Sometime last spring I decided to check out my town’s cemetery, about a mile’s walk from my house. Chestnut Grove is 25 acres with a smattering of 200-year-old oaks and graves dating to the 1830s. Some are recently dug, not yet occupied. In the 10 months I’ve been taking walks there (the sanctity and peacefulness makes it one of new favorite local walking spots), I’ve seen a dozen or more new graves, many for people much younger than me. The names on the headstones have become familiar, and I often wonder how they died, especially the young ones. There’s a section for babies, as touching as it is heartbreaking. Color toys and trinkets and flowers scatter the ground—little cars, balls, stuffed animals. One child’s grave with a death date of 2015 still bears the temporary metal funeral home sign, no stone. Can the family not afford a stone or has the child been forgotten?
Volunteers for Wreaths Across America left their mark here at Christmas. Piles of wreaths are being collected and taken down now, even though they are still in beautiful shape. It seems almost disrespectful to me.
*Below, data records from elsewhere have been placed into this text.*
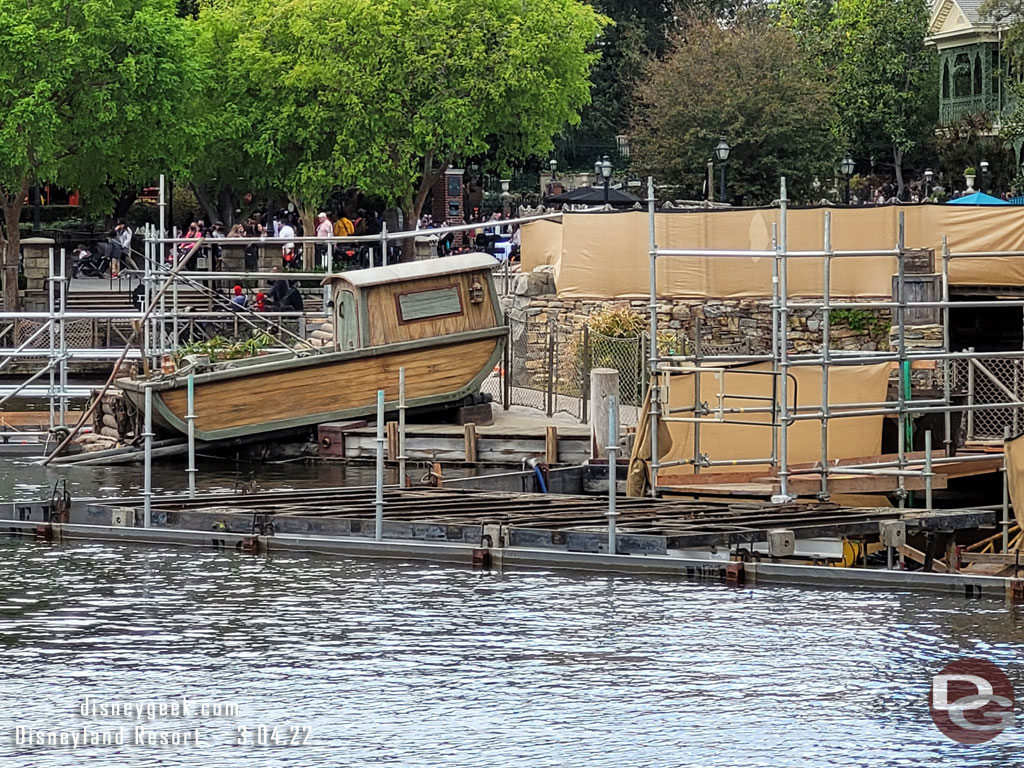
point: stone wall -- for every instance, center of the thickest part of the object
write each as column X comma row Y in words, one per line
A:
column 736, row 325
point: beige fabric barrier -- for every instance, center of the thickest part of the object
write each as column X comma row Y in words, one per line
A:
column 1015, row 476
column 848, row 438
column 540, row 243
column 605, row 255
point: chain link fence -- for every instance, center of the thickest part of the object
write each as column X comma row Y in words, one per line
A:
column 990, row 381
column 547, row 367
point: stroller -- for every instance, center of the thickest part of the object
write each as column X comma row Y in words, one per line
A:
column 89, row 264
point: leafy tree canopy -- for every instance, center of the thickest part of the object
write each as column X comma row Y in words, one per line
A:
column 881, row 75
column 750, row 83
column 94, row 95
column 384, row 95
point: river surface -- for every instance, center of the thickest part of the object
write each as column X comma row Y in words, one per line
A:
column 396, row 664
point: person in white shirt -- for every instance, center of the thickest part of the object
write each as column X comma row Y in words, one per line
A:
column 325, row 230
column 119, row 247
column 287, row 250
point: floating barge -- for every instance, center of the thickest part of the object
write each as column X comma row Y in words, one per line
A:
column 719, row 541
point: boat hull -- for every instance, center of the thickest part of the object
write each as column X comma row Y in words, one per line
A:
column 325, row 387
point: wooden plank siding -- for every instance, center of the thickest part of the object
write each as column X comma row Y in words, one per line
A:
column 387, row 328
column 308, row 391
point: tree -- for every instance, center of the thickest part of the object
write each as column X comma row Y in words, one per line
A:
column 640, row 32
column 882, row 76
column 93, row 95
column 386, row 95
column 748, row 82
column 885, row 87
Why not leave them up until spring?
One plot has a mailbox; inside is a stack of envelopes. For the deceased? The survivors? A sweet touch.
One of the more well-known persons whose ashes are interred here is Dith Pran, the Cambodian journalist, photographer, and activist who suffered under the Khmer Rouge. His story was portrayed in the film “The Killing Fields.” As a former journalist, I have the utmost respect for journalists who risk their lives to tell the truth about injustice and genocide.